Brick-and-mortar stores are having a tough time with a weaker retail market. And competition from online stores is not helping.
So if you cannot beat them, why not join them?
Last Thursday, Minister for Trade and Industry (Industry) S. Iswaran called for retailers to transform their business - such as by using online channels and engaging shoppers through mobile applications - to help them stay relevant.
This is timely since consumers today can get more shopping options online, often at lower prices, and even have their purchases conveniently delivered to their homes. Up against this new norm - and other challenges such as rising rents, a manpower crunch and competition from regional destinations - it has been a trying time for physical retailers here.
The Singapore Department of Statistics last Thursday also released the retail sales figures for July, which showed that sales, excluding motor vehicles, fell 3 per cent compared with the same month last year. This follows a similar dip in June's figure.

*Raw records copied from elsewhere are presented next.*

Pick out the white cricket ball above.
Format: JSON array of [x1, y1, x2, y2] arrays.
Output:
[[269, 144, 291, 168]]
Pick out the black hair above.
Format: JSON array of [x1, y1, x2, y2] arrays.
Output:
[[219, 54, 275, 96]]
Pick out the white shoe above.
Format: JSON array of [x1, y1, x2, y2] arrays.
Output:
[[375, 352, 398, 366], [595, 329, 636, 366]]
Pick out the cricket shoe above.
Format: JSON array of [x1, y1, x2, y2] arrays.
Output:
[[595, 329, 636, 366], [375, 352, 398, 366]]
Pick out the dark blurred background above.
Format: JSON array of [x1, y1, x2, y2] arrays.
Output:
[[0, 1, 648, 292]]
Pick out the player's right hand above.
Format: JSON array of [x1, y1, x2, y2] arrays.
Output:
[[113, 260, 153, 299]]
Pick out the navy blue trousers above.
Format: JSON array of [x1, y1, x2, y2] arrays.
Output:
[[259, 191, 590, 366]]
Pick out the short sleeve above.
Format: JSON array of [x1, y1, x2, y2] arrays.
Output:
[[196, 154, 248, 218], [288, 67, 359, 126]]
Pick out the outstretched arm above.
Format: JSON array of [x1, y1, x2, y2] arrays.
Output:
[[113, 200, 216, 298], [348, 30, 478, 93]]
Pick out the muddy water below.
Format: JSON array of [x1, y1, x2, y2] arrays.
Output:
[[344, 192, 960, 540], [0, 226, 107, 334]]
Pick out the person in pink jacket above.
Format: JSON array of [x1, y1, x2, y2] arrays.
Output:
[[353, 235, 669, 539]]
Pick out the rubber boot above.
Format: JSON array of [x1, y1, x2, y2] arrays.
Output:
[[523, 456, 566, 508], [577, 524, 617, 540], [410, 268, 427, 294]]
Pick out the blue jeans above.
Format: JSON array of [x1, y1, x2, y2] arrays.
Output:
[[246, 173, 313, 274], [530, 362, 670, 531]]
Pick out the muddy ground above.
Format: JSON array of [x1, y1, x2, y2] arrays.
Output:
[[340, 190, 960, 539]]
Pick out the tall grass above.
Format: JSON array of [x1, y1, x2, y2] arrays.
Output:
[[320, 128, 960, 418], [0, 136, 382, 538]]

That the two months coincide with the Great Singapore Sale showed that even the country's biggest annual sales event might not have been enough to get shoppers to spend.
Even so, there are opportunities to seize. As Mr Iswaran noted, Asia's middle class is growing and its consumers are getting richer. Asean economies, in particular, are expected to grow faster than the global average and Asian average, he noted.
To tap these opportunities, retailers cannot afford to stick to the status quo. Detailing a government road map up to 2020 to help retailers stay relevant, Mr Iswaran said firms should innovate, be bold in piloting new technology, redesign jobs and expand overseas through e-commerce.
The Government, for its part, will identify possible online platforms for retailers and conduct master classes where they can pick up digital marketing and Web analytics skills, among other initiatives.
The challenge, then, is convincing businesses to step out of their comfort zone. They have to embrace e-commerce - a threat that is also an opportunity - or risk being left behind.